The council ordered the review in July to investigate possible failures by Mr Marryatt.
The report found there were many long-standing systematic failures which led to the loss of accreditation. But, it said, Mr Marryatt must accept some responsibility given his position.
Mr Marryatt said he was not made aware of the consenting problems until May. The report said it was it was too late to fix the problems when the council became aware of them but if Mr Marryatt had pursued the issues in May, a key part of the damage done to the council's reputation would have been significantly reduced.
The report also said he must have been aware of the challenges of implementing a new IT system, which was a major contributing factor to the loss of accreditation.
It also cited a lack of effective project management, inadequate resourcing and a silo mentality in council departments, with staff referring problems to their immediate managers who failed to pass on the information.

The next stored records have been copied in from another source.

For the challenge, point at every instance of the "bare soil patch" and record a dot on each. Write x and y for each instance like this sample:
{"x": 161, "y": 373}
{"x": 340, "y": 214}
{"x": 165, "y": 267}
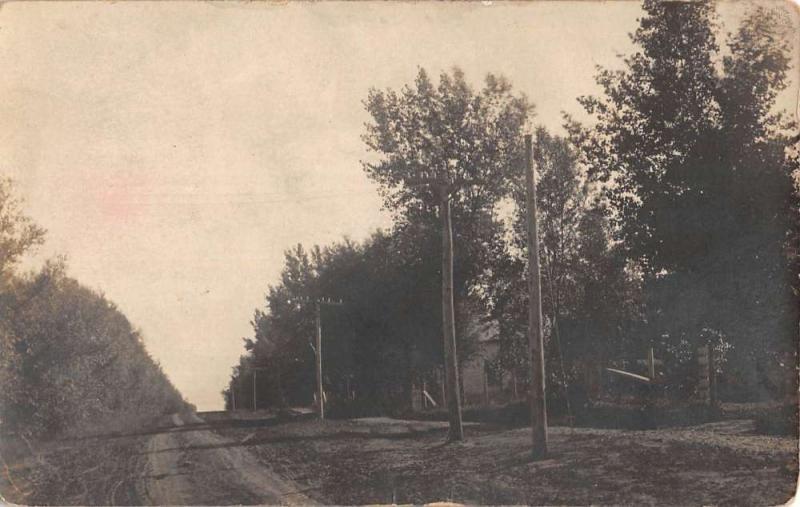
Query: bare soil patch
{"x": 387, "y": 461}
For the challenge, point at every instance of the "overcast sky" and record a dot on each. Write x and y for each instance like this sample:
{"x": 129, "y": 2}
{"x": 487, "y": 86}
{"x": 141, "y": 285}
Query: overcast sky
{"x": 173, "y": 151}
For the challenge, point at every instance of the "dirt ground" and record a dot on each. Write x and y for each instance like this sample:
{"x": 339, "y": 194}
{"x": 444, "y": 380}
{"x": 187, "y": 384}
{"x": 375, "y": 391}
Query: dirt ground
{"x": 257, "y": 458}
{"x": 387, "y": 461}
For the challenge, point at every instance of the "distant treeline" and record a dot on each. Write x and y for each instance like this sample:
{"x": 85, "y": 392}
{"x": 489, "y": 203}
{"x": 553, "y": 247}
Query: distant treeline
{"x": 70, "y": 362}
{"x": 670, "y": 221}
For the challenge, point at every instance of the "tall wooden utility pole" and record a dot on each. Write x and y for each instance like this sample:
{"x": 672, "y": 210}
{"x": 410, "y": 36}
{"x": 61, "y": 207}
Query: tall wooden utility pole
{"x": 255, "y": 403}
{"x": 443, "y": 187}
{"x": 535, "y": 339}
{"x": 318, "y": 319}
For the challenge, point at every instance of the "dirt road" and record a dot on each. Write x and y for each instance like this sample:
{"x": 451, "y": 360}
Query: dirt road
{"x": 189, "y": 464}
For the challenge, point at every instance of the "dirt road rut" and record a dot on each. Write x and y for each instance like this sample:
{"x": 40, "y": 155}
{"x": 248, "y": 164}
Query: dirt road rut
{"x": 189, "y": 464}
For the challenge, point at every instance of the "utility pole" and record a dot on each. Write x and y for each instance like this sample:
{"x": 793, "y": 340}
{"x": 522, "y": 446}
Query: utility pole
{"x": 443, "y": 187}
{"x": 255, "y": 405}
{"x": 535, "y": 338}
{"x": 318, "y": 318}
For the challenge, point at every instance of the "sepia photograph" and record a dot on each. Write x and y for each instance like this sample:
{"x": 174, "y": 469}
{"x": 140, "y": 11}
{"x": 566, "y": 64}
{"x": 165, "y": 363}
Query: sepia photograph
{"x": 399, "y": 252}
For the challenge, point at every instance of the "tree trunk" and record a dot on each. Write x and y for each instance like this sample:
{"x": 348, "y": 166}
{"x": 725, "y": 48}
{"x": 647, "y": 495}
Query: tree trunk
{"x": 448, "y": 320}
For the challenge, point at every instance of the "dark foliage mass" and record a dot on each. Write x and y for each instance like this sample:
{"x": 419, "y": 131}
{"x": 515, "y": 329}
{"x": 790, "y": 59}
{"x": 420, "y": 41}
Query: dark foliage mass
{"x": 698, "y": 182}
{"x": 70, "y": 362}
{"x": 669, "y": 221}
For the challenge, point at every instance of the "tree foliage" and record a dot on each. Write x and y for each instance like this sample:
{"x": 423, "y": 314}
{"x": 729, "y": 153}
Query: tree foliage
{"x": 70, "y": 362}
{"x": 697, "y": 178}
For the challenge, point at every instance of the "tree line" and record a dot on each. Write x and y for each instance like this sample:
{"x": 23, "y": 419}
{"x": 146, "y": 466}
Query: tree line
{"x": 670, "y": 220}
{"x": 70, "y": 361}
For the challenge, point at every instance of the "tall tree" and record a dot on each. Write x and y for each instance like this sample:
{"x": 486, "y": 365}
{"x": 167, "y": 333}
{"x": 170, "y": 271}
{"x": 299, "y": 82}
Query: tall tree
{"x": 462, "y": 143}
{"x": 697, "y": 177}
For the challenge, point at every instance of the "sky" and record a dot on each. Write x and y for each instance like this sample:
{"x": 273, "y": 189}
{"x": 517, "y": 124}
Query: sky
{"x": 174, "y": 151}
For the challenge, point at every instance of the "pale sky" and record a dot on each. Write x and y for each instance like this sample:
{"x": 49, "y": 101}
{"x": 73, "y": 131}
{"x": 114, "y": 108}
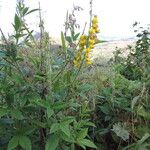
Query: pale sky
{"x": 115, "y": 16}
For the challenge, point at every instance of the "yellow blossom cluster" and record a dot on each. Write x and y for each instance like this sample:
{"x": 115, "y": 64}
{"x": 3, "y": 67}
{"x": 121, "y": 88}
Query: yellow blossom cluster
{"x": 92, "y": 39}
{"x": 82, "y": 44}
{"x": 87, "y": 43}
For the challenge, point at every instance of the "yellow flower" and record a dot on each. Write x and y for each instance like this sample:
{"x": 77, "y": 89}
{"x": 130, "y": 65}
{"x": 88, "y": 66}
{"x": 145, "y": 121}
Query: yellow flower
{"x": 88, "y": 50}
{"x": 95, "y": 20}
{"x": 91, "y": 41}
{"x": 82, "y": 41}
{"x": 92, "y": 31}
{"x": 89, "y": 62}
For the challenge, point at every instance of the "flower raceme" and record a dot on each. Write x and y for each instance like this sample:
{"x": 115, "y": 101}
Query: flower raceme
{"x": 86, "y": 44}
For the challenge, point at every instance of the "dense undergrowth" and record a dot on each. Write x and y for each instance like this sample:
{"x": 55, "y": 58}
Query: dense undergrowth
{"x": 58, "y": 100}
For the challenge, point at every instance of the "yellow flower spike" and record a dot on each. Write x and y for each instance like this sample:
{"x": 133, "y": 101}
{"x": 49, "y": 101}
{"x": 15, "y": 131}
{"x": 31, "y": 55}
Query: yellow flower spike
{"x": 91, "y": 31}
{"x": 91, "y": 41}
{"x": 95, "y": 20}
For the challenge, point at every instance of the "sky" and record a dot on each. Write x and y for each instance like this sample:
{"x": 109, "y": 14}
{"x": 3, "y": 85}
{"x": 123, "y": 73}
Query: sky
{"x": 115, "y": 16}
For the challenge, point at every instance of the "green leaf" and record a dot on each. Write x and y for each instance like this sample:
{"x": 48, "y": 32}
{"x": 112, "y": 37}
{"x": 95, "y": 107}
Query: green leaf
{"x": 82, "y": 134}
{"x": 2, "y": 53}
{"x": 16, "y": 114}
{"x": 87, "y": 143}
{"x": 13, "y": 143}
{"x": 65, "y": 128}
{"x": 134, "y": 101}
{"x": 3, "y": 112}
{"x": 25, "y": 11}
{"x": 68, "y": 38}
{"x": 144, "y": 138}
{"x": 76, "y": 36}
{"x": 63, "y": 42}
{"x": 143, "y": 112}
{"x": 54, "y": 127}
{"x": 50, "y": 112}
{"x": 120, "y": 131}
{"x": 25, "y": 142}
{"x": 17, "y": 23}
{"x": 31, "y": 11}
{"x": 52, "y": 143}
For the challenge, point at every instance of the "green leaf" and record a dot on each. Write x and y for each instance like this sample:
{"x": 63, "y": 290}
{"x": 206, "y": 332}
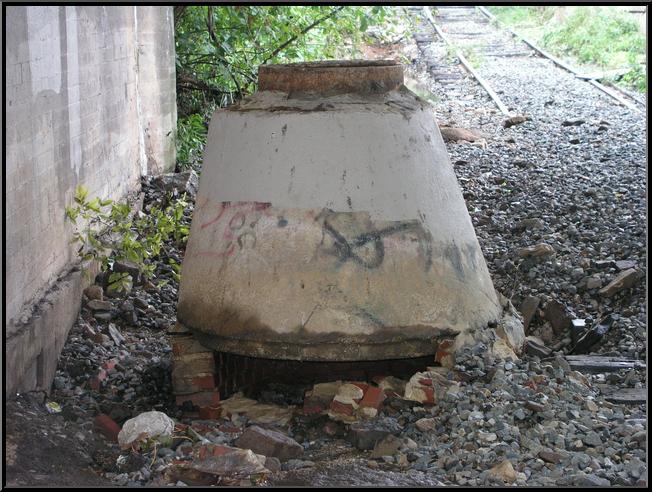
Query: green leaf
{"x": 80, "y": 194}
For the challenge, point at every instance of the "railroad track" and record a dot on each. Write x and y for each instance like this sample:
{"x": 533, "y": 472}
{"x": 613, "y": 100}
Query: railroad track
{"x": 468, "y": 33}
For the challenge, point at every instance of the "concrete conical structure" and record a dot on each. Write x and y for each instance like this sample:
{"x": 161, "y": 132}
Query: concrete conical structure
{"x": 329, "y": 224}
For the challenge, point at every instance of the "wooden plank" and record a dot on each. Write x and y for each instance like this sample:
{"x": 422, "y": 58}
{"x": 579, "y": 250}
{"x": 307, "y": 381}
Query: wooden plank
{"x": 596, "y": 363}
{"x": 625, "y": 396}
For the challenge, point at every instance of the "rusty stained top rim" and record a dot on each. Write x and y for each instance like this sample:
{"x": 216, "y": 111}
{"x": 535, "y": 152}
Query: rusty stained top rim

The report said identifying the gravity of the situation could have been as simple as Mr Marryatt making a call to the accreditation body and asking what was going on.
If Mr Marryatt had passed on a full and realistic assessment of the council's position to councillors, neither mayor Bob Parker nor councillor Sue Wells would have been put in the position of telling the public that things would be resolved, only to then have the accreditation revoked.
The report further stated if council had good business practices and adequate management systems in place, it would still be an accredited building consent authority.
The report notes that the failures need to be seen in the light of the pressure that the organisation was under following the earthquakes.
It said Mr Marryatt did not accept the failings are a result of incompetence, negligence or carelessness on his part, rather that he saw them as a consequence of the unprecedented challenges faced by the council and the need for him to prioritise efforts on other matters.
The report concluded there was no single act of negligence identified with Mr Marryatt.